Les eunuques du palais forment un corps à part ; ils subissent des examens spéciaux, et d’après leur science ou leur adresse, avancent plus ou moins dans les dignités qui leur sont propres. On prétend qu’ils sont généralement d’un esprit étroit, d’un caractère violent et irascible. Fiers de leurs rapports familiers et quotidiens avec le souverain, ils s’attaquent à tous les dignitaires avec une insolence sans égale, et ne craignent pas d’injurier même le premier ministre, ce que nul autre ne ferait impunément. Ils n’ont guère de relations qu’entre eux, car tous, nobles et gens du peuple, les craignent autant qu’ils les méprisent. Chose étrange ! tous ces eunuques sont mariés, et beaucoup d’entre eux ont plusieurs femmes. Ce sont de pauvres filles du peuple qu’ils enlèvent par ruse ou par violence, ou qu’ils achètent à un assez haut prix. Elles sont enfermées plus strictement encore que les femmes nobles, et gardées avec une telle jalousie, que souvent leur maison est interdite aux personnes de leur sexe, même à leurs parentes.

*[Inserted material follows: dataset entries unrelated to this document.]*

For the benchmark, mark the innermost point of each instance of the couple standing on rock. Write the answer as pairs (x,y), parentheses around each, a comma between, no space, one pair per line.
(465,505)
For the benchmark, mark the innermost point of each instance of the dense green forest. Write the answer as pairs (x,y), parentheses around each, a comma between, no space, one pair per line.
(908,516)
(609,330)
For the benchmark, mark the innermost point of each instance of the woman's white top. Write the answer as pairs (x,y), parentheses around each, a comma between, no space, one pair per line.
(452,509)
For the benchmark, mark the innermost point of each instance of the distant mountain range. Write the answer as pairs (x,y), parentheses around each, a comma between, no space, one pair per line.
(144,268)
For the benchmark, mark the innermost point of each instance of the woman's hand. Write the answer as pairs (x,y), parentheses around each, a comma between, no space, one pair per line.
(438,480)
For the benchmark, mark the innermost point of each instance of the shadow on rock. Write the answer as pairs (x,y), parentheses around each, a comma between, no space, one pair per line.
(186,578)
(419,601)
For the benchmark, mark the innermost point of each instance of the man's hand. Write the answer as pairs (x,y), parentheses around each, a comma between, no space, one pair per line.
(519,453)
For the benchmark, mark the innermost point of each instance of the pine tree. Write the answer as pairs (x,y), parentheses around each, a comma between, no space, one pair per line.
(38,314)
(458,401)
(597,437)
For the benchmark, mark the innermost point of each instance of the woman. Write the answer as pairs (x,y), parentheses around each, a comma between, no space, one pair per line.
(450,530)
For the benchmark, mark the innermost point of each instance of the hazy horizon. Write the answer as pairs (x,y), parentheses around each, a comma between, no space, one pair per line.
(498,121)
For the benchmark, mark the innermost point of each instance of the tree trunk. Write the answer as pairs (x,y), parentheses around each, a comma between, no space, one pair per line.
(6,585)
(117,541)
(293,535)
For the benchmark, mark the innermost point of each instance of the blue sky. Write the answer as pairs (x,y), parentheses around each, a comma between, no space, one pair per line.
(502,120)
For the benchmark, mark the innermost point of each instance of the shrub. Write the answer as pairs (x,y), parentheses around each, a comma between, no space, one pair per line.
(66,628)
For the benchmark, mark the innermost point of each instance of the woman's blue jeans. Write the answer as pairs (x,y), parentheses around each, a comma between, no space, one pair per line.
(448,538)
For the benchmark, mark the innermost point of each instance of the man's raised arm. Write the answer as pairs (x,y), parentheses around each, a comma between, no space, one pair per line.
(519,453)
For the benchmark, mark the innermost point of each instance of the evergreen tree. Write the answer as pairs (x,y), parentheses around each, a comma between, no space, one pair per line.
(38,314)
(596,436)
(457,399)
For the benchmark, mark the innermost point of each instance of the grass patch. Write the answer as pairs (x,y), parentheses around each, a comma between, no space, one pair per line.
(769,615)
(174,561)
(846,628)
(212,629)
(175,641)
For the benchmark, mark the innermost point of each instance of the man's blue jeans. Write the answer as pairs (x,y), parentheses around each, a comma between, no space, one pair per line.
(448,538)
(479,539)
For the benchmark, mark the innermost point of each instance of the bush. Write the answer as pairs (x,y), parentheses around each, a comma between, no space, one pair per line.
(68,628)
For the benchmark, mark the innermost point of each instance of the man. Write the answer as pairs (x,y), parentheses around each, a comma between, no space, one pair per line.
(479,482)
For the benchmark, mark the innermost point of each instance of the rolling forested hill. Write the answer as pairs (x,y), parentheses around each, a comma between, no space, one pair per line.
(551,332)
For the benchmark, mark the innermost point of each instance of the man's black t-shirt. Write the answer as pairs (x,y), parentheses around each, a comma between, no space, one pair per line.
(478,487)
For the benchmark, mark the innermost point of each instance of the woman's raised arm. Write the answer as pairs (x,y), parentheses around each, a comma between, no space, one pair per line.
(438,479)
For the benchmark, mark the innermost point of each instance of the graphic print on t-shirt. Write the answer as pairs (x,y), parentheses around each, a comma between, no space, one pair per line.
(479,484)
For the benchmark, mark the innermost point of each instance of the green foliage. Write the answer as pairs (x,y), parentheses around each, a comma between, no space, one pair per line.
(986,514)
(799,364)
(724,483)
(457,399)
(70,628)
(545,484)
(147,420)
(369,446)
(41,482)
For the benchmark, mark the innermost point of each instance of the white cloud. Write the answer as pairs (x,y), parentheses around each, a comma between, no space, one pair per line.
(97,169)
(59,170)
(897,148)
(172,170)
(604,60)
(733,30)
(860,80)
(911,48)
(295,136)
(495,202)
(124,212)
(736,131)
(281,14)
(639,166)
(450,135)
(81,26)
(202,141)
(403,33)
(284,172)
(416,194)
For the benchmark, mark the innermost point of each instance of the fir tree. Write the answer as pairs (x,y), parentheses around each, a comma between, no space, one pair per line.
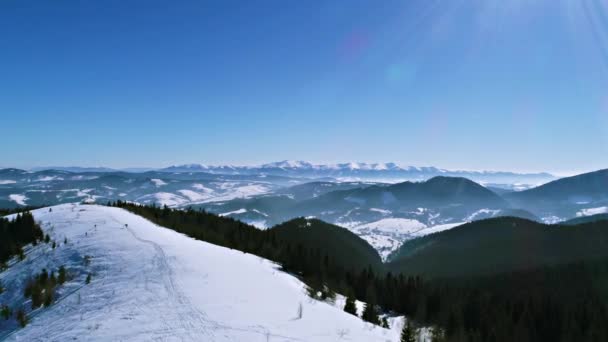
(61,278)
(21,317)
(350,306)
(437,334)
(370,314)
(385,323)
(5,312)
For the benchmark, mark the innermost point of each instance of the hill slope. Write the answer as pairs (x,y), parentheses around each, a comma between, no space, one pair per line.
(565,198)
(501,245)
(151,283)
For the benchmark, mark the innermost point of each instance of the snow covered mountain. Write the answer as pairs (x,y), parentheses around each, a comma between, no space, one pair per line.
(151,283)
(390,172)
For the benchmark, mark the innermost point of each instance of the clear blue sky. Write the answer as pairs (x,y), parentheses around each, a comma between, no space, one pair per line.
(471,84)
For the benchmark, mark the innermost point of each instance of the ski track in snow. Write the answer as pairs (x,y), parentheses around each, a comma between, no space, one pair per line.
(153,284)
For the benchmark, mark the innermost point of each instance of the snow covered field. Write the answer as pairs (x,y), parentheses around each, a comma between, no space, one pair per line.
(387,235)
(152,284)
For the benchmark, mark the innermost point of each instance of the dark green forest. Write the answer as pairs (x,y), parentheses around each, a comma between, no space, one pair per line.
(14,234)
(548,301)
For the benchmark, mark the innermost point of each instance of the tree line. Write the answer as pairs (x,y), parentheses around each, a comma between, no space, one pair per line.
(557,303)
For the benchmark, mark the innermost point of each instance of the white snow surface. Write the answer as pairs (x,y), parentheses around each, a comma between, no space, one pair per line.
(387,235)
(592,211)
(154,284)
(19,199)
(158,182)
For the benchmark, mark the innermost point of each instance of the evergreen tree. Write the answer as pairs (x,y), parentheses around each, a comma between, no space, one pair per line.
(408,333)
(61,278)
(437,334)
(385,323)
(21,317)
(5,312)
(370,314)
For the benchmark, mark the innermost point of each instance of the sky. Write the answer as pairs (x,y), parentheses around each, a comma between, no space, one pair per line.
(517,85)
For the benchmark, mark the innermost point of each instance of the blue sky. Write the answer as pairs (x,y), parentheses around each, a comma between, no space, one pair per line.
(511,85)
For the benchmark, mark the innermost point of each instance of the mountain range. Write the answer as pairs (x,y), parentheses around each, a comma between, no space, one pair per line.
(353,170)
(385,214)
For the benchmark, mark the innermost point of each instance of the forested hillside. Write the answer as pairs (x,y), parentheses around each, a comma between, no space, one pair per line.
(501,245)
(564,302)
(16,233)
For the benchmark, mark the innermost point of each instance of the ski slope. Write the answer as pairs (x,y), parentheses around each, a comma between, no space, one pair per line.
(150,283)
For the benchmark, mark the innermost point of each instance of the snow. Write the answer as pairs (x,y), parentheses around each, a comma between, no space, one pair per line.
(484,213)
(193,195)
(153,284)
(394,225)
(387,235)
(236,212)
(158,182)
(164,198)
(19,199)
(201,187)
(381,211)
(437,229)
(48,178)
(592,211)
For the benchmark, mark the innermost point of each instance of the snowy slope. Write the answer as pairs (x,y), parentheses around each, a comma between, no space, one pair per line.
(151,283)
(387,235)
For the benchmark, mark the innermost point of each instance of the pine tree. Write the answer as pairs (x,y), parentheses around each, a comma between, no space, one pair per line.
(409,333)
(5,312)
(350,305)
(370,314)
(21,317)
(437,334)
(61,278)
(385,323)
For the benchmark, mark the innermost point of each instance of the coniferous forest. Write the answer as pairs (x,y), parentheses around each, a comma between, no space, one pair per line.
(563,302)
(14,234)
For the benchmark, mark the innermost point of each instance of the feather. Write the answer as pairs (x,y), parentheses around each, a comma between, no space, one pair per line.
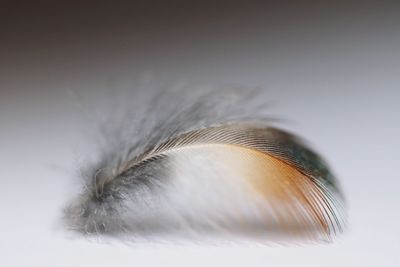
(225,174)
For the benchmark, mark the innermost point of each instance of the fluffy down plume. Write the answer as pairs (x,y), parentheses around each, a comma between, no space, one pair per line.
(206,163)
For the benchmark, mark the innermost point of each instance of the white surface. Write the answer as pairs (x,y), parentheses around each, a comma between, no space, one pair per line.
(338,86)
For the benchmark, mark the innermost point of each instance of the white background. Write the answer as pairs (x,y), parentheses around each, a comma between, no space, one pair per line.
(333,73)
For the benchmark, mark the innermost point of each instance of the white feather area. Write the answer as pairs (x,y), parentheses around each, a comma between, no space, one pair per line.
(227,188)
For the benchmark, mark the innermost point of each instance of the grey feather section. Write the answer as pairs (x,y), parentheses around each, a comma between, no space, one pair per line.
(129,182)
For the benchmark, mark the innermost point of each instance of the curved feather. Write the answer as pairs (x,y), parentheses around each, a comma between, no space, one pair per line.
(281,184)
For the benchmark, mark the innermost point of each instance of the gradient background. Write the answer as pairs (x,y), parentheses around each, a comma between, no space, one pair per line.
(332,68)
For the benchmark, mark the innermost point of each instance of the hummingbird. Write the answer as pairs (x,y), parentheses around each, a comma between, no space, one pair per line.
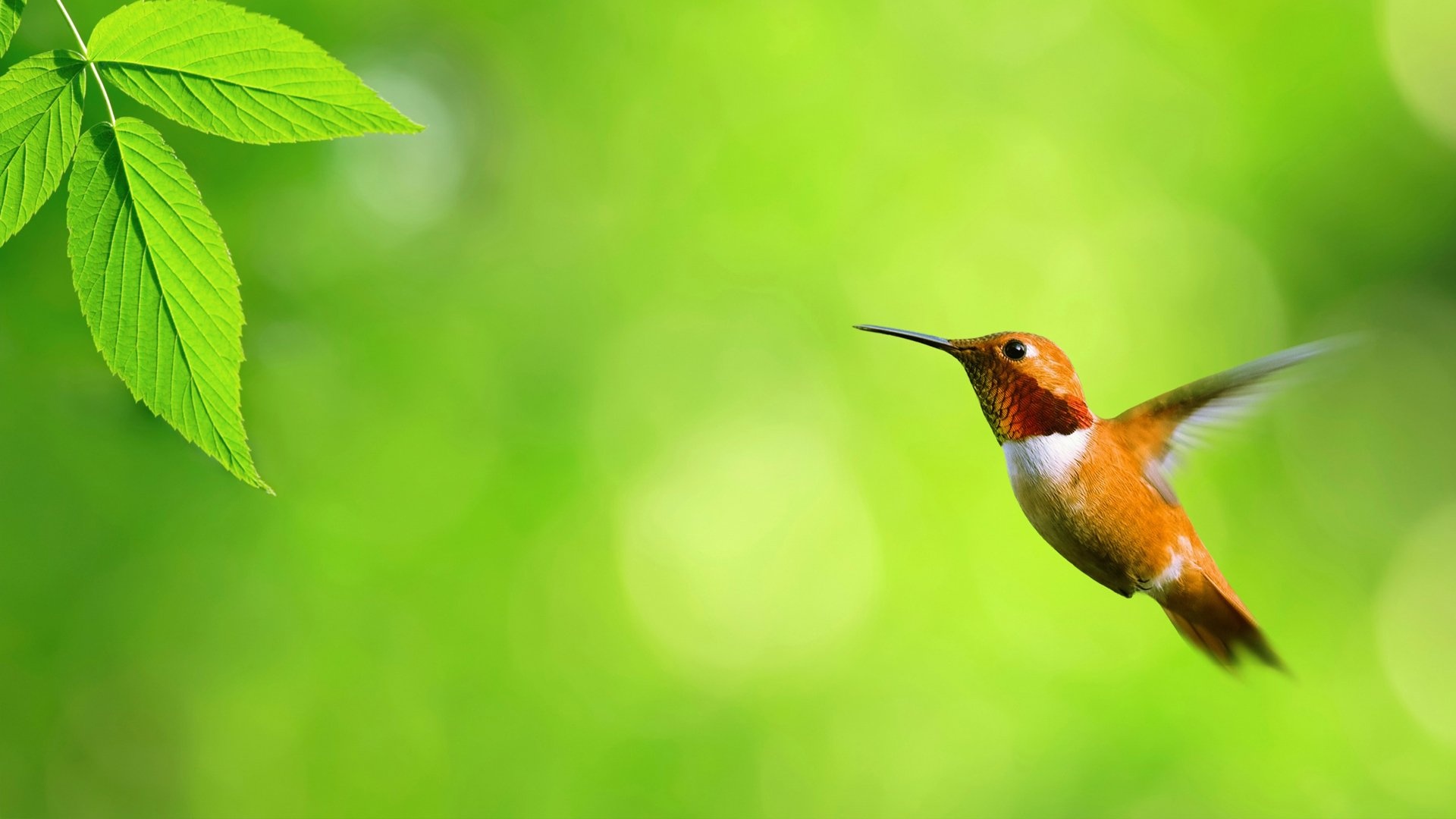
(1098,488)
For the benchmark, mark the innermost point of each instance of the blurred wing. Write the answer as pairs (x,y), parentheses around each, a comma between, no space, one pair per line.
(1177,422)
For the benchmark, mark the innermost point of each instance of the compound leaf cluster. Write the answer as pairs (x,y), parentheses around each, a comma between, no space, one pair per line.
(153,275)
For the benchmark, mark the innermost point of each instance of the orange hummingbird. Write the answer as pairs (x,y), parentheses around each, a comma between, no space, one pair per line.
(1097,488)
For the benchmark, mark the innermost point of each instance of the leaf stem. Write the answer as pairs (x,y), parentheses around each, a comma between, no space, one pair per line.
(86,55)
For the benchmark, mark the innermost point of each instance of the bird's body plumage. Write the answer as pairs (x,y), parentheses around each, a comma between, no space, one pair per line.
(1097,488)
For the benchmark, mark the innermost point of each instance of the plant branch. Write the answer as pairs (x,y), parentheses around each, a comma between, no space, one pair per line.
(86,55)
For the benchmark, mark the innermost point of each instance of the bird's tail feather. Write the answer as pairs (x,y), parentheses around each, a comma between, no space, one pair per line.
(1213,618)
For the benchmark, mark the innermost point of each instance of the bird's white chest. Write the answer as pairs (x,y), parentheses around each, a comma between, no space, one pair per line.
(1044,461)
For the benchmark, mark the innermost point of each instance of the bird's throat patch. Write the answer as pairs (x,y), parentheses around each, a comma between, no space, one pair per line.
(1018,407)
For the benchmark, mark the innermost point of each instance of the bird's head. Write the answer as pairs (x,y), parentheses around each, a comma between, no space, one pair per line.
(1025,384)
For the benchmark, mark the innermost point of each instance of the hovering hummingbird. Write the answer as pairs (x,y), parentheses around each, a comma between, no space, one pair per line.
(1097,488)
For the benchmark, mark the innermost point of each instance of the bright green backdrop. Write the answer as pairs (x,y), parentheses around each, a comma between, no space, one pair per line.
(590,503)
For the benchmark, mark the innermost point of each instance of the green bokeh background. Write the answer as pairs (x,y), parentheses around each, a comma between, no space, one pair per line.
(590,503)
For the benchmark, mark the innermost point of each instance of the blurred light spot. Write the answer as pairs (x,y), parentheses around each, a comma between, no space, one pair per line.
(746,548)
(1419,37)
(1417,624)
(408,181)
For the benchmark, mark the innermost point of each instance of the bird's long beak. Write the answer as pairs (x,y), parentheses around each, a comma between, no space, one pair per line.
(928,340)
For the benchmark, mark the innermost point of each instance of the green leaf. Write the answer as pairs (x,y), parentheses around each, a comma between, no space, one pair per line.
(158,286)
(234,74)
(39,121)
(9,20)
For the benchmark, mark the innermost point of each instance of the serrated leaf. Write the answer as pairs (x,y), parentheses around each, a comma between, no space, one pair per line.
(39,121)
(229,72)
(9,20)
(158,286)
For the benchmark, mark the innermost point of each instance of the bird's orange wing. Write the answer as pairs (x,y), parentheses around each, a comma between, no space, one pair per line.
(1175,422)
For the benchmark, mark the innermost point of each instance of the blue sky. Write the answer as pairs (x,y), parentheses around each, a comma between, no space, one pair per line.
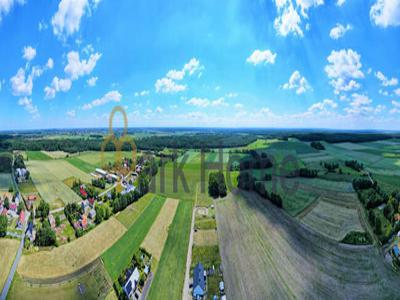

N’ayant point d’enfants, ces eunuques font chercher dans tout le pays, par leurs émissaires, les enfants et les jeunes gens eunuques ; ils les adoptent, les instruisent, et les mettent sur les rangs pour les principaux emplois de l’intérieur du palais. Mais où trouve-t-on ces eunuques ? Un certain nombre le sont de naissance ; on les estime moins que les autres, et quelquefois, après examen, ils sont rejetés. D’un autre côté, il ne paraît pas que l’usage barbare de la mutilation, de main d’homme, existe dans ce pays ; les missionnaires n’en ont jamais entendu citer un seul cas. Mais il arrive, de temps en temps, que les petits enfants sont estropiés par les chiens. En Corée, comme dans quelques autres contrées de l’Orient, les chiens sont seuls chargés des soins nécessaires de propreté auprès des enfants à la mamelle, c’est-à-dire jusqu’à l’âge de trois ou quatre ans, et les accidents du genre dont nous parlons ne sont pas rares. Ces enfants devenus grands trouvent, dans leur infirmité, une ressource et un moyen de vivre. Quelquefois même, s’ils arrivent à une position un peu élevée, ils viennent en aide à leurs familles.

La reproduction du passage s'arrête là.